英労働組合会議の調査によると、50─64歳の低所得国民の間で辞職の理由として最も多いのは、早期退職よりも健康上の問題だ。

英国の労働年齢人口のうち、長期的な健康問題で経済活動ができない人は2019年末に比べて39万人増えている。

昨年9月末までの1年間の調査では、パンデミック以来仕事を辞めた理由として、50―64歳では早期退職と健康上の理由が半々に分かれた。

<貴重な熟練職人>

一部の企業は、経験豊富な高齢の労働者を高く評価している。アパレル企業、ファッション・エンターのジェニー・ホロウェイ最高経営責任者(CEO)にとって、そうした労働者の確保は優先課題だ。英国のEU離脱後に欧州大陸からの労働者が減っていることもあり、さらに重要性が増している。

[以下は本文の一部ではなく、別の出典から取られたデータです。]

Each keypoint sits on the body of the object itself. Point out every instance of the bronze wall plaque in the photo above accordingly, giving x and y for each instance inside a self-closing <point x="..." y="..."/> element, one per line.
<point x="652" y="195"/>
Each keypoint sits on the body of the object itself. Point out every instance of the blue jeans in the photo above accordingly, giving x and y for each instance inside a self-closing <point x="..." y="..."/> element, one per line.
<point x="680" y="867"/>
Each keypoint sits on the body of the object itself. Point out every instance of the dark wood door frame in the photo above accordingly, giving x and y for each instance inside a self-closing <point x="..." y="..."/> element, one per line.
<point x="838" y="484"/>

同社はそのために就労条件を少し改善しており、熟練の縫製職人の時給は20ポンド(24ドル)と、英国平均を大幅に上回る。

ホロウェイ氏は、新米の労働者がこの水準に達するには何年も要すると説明。「技術があるのは高齢の労働者だ。われわれが必要とするスキルを備えた若い人々は見つからない。だから高齢労働者を引き留めることは極めて重要だ」と語った。